December 1974

Pathophysiology of the Hyperactive Child Syndrome

Author Affiliations

From the Section on Research (Dr. Satterfield) and the Hyperkinetic Children's Clinic (Mrs. Satterfield), Gateways Hospital; the Department of Psychiatry, University of California, Los Angeles (Dr. Satterfield); and the School of Medicine, Center for the Health Sciences, University of California, Los Angeles (Dr. Cantwell).

Arch Gen Psychiatry. 1974;31(6):839-844. doi:10.1001/archpsyc.1974.01760180079010

Is there a disturbance of the central nervous system (CNS) that underlies the disturbed behavior of some hyperactive children? Results from four studies are presented that suggest that some hyperactive children may be characterized as having a low CNS arousal level. Evidence from animal and human neurophysiological studies suggests that this low arousal level may be accompanied by low levels of inhibition in the CNS.

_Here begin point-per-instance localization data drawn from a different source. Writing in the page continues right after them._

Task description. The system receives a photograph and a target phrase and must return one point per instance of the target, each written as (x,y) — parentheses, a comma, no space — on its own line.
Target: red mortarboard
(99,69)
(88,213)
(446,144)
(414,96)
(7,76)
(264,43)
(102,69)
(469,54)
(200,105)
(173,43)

A neurophysiological model of low CNS arousal and inhibition, explains in part the hyperactive child's disorganized and disruptive behavior. The essence of this model is lack of inner controls over motor output and sensory input, resulting in behavioral and learning problems. Stimulant medications are viewed as restoring both CNS arousal and inhibitory levels to normal, providing the child with better controls and permitting a wider range of behavioral patterns.